Cela fait aujourd’hui dix ans que Daniel Chenot a laissé son atelier derrière lui, le 130 de la rue du Château laissant la place à un énigmatique 130 bis. Mais la nostalgie des habitants du Quartier semble toujours habiter le photographe alors que nous nous escrimons à l’interroger sur son métier de créateur et d’artiste du 14ème: “La vraie création, ça reste quand même les gens qui font partie du Quartier”, nous recadre-t-il gentiment dès le début de notre interview. Elle naît des relations nouées entre les différentes personnalités de chacun”. D’ailleurs, le premier chapitre de rue du Château se passe au bistrot Le Cadran, l’ancien nom des Tontons qui fait l’angle de la rue du Château et de la rue Raymond Losserand. “La nostalgie est derrière le comptoir”, nous certifient dans un autre beau livre de photos Pierre Josse et Bernard Pouchèle (*). Et effectivement, les souvenirs du Cadran se bousculent dans la tête de Daniel : “Ce café était un point de rencontre très important du Quartier, se rappelle-t-il. Il servait aussi de distributeur de billets à une époque où il n’y avait pas encore de carte bleue, car c’est Nono, la gérante et propriétaire, qui bien souvent nous prêtait de l’argent pour le week-end. Nous avions également pour règles du Quartier de ne jamais payer notre café car nous étions toujours invités par une personne qui se trouvait au bar et c’était à chacun son tour sa tournée. Il y avait pas mal de gens qui venaient de très loin pour venir prendre leur café à cet endroit”. Daniel se souvient qu’à son époque tout le monde se saluait en se souhaitant le bonjour dans l’artère du Village Pernety où il avait son atelier. Avant la rénovation urbaine qui a en réalité été entamée dès les années soixante, la rue du Château abritait des imprimeurs, des photographes, bon nombre d’artistes désargentés, et même un théâtre comme en témoigne le livre de photos du vétéran du Quartier.
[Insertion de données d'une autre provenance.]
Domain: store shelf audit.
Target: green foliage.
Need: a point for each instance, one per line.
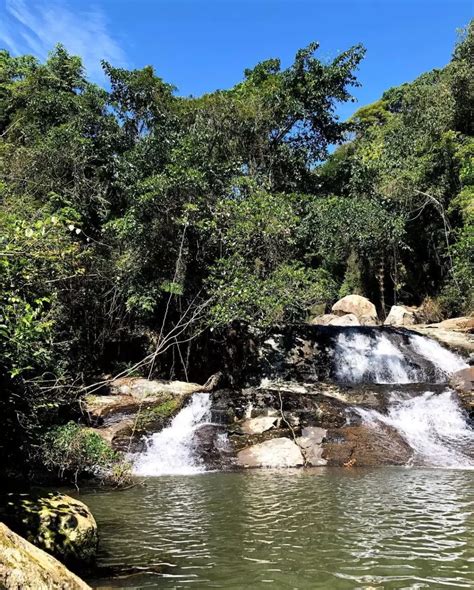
(122, 210)
(73, 450)
(283, 295)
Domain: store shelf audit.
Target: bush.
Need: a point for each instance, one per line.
(74, 451)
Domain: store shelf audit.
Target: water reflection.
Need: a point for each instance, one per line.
(387, 528)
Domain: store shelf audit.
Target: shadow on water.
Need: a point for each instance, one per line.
(321, 528)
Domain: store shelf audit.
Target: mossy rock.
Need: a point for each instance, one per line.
(57, 523)
(156, 417)
(23, 566)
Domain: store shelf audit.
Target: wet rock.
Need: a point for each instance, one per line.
(259, 424)
(366, 445)
(455, 333)
(324, 319)
(361, 307)
(128, 394)
(463, 383)
(278, 452)
(57, 523)
(212, 446)
(135, 407)
(349, 319)
(24, 566)
(400, 316)
(311, 447)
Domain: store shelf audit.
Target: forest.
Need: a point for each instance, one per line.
(133, 218)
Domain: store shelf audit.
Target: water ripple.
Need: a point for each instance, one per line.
(323, 529)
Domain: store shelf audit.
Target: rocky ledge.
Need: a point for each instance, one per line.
(293, 425)
(131, 407)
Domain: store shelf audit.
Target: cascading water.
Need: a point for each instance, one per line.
(170, 452)
(433, 425)
(375, 358)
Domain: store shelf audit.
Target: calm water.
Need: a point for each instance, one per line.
(332, 529)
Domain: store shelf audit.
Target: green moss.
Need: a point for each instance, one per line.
(158, 414)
Seules quelques petites maisons – dont l’atelier d’Anna Waisman – ont survécu. “Adieu, charmantes courettes jouxtant ces petites maisons simples de deux étages au plus, et qui faisaient la magie de ce coin de Paris populaire !”, écrit Daniel en préface de rue du Château. Un coin de Paris populaire qui vaut bien toutes les vies de château…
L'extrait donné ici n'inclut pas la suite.